Breaking Sticks
Nov. 13, 2021After two months of interviews, recruiting season is finally over. I think I went through about 20 total hours of interviews and probably 40 interview questions. Although there were some boring or tedious ones, there were definitely several interesting questions as well.
1. Breaking Sticks
Take a 1-meter stick and pick 99 points (uniformly) randomly. We cut the stick at those points to create 100 pieces. What's the expected length of the shortest piece?Let \(m\) denote the length of the shortest piece. We'll tackle this problem by deriving a formula for \(\mathbb{P}(m > x)\) for all \(x \in [0, 1]\).
First, denote \( \{ l_1, l_2, \ldots, l_{100} \} \) as the lengths of all 100 pieces. We can see that $$ \mathbb{P}(m > x) = \mathbb{P}(l_1 > x \land l_2 > x \land \cdots \land l_{100} > x) $$ From this, we can can reformulate the problem as solving for $$ \mathbb{P}(l_1 > x \land l_2 > x \land \cdots \land l_{100} > x) $$
The probability \( \mathbb{P}(l_1 > x \land l_2 > x \land \cdots \land l_{100} > x) \) is the probability that all 100 pieces are larger than \(x\). Consider the equivalent scenario of cutting 100 pieces on the interval \([0, 1-100x]\) and then adding length \(x\) to each of the 100 pieces. We can see that the resulting set of pieces is equivalent to cutting 100 pieces from the meter stick such that all pieces are longer than \(x\). Thus, this probability is the same as making 99 cuts in the interval \([0, 1-100x]\). $$ \mathbb{P}(m > x) = \mathbb{P}(l_1 > x \land l_2 > x \land \cdots \land l_{100} > x) = (1 - 100x)^{99} $$
Finally, we can solve for the expected value as $$ \mathbb{E}[m] = \int_{0}^{\frac{1}{100}} \mathbb{P}(m > x) dx = \int_{0}^{\frac{1}{100}} (1 - 100x)^{99} dx = \frac{1}{10000} $$ Thus, our answer is \( 1 / 10000 = 0.0001 \).
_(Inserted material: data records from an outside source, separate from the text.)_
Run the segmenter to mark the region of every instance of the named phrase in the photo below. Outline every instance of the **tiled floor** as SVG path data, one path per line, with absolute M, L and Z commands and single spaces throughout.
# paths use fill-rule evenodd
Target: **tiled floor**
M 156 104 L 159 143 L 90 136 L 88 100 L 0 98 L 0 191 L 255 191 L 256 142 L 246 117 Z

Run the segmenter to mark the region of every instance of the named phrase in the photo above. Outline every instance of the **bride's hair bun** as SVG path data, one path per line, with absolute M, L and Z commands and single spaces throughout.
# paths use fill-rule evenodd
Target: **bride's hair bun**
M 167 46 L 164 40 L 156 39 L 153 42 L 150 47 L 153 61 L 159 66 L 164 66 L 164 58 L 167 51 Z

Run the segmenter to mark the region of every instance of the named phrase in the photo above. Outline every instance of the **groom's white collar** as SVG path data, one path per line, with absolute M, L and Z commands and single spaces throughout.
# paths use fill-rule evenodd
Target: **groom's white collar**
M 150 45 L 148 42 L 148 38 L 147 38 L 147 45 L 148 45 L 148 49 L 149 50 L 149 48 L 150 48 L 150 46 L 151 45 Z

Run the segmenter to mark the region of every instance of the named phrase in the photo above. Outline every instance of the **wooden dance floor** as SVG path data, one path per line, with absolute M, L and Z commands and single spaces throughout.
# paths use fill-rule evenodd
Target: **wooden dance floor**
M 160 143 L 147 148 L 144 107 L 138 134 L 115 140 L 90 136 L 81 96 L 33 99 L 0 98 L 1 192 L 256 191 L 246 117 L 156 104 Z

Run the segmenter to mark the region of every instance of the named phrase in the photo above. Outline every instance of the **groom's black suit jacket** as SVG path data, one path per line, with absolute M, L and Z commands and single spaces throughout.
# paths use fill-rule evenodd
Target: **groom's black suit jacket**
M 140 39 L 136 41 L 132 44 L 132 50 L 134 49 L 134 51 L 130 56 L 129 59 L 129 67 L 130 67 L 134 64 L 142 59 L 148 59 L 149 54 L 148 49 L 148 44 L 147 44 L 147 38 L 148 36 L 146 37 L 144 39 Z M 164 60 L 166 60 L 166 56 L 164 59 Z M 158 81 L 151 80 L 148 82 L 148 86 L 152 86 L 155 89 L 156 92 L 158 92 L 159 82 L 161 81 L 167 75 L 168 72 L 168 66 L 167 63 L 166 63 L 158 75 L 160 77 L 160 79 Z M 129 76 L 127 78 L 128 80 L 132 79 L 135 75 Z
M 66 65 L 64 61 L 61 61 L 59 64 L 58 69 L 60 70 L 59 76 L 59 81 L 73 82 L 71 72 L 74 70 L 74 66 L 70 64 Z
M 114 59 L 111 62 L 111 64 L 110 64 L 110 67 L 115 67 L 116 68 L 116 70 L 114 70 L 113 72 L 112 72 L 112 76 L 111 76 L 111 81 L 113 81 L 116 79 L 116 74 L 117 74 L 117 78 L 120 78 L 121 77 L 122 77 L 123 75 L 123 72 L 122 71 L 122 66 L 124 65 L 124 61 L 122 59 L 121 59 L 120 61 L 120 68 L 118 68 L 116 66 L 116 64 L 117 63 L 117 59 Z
We can experimentally verify this through a couple lines of Python code:
import numpy as np
import matplotlib.pyplot as plt
samples = 50000
num_cuts = 99
breaks = np.random.uniform(0, 1, (samples, num_cuts))
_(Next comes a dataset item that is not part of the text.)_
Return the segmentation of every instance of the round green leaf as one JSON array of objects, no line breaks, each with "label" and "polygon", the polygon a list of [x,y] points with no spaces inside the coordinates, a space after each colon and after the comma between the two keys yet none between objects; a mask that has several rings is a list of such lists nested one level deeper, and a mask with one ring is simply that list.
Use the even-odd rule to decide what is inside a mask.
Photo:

breaks = np.sort(breaks, axis=1)
breaks = np.diff(breaks, axis=1, prepend=0, append=1)
breaks = np.min(breaks, axis=1)
print(f"Mean: {np.mean(breaks):.5} | Std: {np.std(breaks):.5}")
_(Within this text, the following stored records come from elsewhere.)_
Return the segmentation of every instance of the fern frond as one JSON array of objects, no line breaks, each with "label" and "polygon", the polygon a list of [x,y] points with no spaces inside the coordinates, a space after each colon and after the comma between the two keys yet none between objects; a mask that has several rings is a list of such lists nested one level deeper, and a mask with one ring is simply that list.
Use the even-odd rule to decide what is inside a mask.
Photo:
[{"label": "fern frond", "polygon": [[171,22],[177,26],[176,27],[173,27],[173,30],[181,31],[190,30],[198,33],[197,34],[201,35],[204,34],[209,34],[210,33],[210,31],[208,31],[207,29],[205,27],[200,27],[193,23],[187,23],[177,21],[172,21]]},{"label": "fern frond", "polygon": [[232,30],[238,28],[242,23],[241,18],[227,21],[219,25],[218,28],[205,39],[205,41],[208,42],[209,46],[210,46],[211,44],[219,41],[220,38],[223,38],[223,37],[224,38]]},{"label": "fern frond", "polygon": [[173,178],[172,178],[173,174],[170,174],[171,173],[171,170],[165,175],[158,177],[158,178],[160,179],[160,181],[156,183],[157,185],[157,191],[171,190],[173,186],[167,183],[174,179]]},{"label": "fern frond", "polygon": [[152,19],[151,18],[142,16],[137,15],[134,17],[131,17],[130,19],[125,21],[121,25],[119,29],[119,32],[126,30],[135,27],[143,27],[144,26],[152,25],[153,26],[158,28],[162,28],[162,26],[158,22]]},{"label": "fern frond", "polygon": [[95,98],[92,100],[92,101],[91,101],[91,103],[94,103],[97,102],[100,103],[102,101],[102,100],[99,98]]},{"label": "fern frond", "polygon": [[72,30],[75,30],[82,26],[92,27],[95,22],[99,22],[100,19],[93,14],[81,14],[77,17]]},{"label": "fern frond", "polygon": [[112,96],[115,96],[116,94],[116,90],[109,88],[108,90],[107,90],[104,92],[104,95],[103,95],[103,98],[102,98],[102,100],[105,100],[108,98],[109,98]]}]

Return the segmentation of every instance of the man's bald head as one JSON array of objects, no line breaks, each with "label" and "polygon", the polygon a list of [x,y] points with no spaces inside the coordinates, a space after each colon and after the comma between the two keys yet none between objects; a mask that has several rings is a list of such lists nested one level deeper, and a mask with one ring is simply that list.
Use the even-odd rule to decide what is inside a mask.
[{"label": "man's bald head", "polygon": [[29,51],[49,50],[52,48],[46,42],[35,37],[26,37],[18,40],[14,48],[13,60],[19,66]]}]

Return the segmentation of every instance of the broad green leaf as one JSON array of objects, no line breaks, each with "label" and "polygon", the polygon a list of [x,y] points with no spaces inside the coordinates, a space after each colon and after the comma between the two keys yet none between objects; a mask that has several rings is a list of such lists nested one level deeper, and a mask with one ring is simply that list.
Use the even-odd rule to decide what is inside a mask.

x = np.linspace(np.min(breaks), np.max(breaks), num=50)
y = 9900 * (1 - 100 * x) ** 98
plt.hist(breaks, bins=100, density=True, label="Sampled Distribution")
plt.plot(x, y, label="True Distribution")
plt.legend()
plt.title("Distribution of minimum length")
plt.ylabel("Frequency")
plt.xlabel("Min length piece")
plt.show()
Running this yields the following graph
And gives an sample mean of 0.0001002342, which is very close to our theoretical mean.